Há pessoas, até de bom senso, que consideram necessárias diversas dotações orçamentárias para sustentação dos partidos políticos: financiamento público de campanhas, fundo partidário, emendas de parlamentares, etc. Isso, além do custo do Tribunal Superior Eleitoral (TSE) e da realização de eleições a cada dois anos. Tudo isso para quê? Para viabilizar o rentável negócio de ser político? Tá tudo errado! Segundo uma análise de custo/benefício, os políticos não dão retorno ao País. Melhor sem eles ou eles sem custo adicional, a não ser o das eleições. Os partidos, quantos quiserem, deveriam ser mantidos por seus filiados, como os clubes. As campanhas não deveriam ser necessárias, já que quem quer ser político já deveria ser conhecido por realizações pessoais ou sustentado pelo partido.
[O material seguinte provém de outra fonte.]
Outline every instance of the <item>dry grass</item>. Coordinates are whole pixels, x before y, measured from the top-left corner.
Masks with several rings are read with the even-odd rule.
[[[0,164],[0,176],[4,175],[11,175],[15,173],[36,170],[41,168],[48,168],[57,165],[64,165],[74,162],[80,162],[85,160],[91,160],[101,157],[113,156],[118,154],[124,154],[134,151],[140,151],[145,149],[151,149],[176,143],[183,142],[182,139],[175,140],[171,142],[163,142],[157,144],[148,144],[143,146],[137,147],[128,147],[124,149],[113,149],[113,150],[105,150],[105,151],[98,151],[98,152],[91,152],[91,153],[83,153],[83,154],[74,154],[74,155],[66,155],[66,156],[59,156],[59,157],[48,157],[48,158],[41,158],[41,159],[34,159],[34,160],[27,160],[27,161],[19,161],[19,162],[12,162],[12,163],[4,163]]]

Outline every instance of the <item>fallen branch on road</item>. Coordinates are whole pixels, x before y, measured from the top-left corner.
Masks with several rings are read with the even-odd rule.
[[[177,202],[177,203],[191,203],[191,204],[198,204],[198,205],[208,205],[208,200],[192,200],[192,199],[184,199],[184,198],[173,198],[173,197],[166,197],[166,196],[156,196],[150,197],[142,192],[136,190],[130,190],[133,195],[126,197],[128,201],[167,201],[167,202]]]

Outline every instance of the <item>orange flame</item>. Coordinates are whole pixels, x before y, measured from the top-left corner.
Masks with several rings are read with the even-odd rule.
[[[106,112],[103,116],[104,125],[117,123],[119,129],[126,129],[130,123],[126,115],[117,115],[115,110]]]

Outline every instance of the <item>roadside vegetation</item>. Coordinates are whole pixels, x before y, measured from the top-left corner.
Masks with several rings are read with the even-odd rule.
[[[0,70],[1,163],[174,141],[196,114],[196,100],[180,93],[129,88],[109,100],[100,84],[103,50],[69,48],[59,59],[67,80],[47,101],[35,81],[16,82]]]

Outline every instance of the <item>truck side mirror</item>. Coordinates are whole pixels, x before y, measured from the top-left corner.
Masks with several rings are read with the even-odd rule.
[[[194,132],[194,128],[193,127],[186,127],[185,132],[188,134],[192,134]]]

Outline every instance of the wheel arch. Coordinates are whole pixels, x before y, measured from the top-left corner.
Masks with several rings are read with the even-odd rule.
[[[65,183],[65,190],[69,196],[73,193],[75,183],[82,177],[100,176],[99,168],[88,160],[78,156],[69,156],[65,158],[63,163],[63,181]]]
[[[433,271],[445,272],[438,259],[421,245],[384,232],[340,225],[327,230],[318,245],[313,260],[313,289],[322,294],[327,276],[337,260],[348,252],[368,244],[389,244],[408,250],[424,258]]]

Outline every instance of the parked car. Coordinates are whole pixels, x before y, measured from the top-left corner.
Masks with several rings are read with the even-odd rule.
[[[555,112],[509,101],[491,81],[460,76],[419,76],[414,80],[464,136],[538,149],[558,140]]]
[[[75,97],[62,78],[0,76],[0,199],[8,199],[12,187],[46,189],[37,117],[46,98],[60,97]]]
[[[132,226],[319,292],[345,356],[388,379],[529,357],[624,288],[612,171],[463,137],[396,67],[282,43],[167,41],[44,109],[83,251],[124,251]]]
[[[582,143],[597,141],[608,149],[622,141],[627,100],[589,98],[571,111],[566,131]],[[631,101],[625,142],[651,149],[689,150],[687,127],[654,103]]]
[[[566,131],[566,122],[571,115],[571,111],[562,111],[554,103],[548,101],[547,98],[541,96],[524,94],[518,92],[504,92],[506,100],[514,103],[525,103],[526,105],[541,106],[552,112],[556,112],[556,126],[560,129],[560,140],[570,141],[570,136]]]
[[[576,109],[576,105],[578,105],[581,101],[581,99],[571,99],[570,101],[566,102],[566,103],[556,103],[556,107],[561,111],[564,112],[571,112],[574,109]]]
Os salários deveriam ser mínimos, porque quem quer ser político deveria ter vocação por dever cívico, permitindo-se trabalho externo para se viabilizar financeiramente. Além disso, quantos políticos são necessários? Por que não se calcula a média de presença e se estabelece este como o número necessário? Em resumo: democracia custa muito caro. Melhor seria a aristocracia, em que se governa com pouco custo! Basta estabelecer plebiscitos dando ao povo não o poder de eleger, mas de demitir aristocratas.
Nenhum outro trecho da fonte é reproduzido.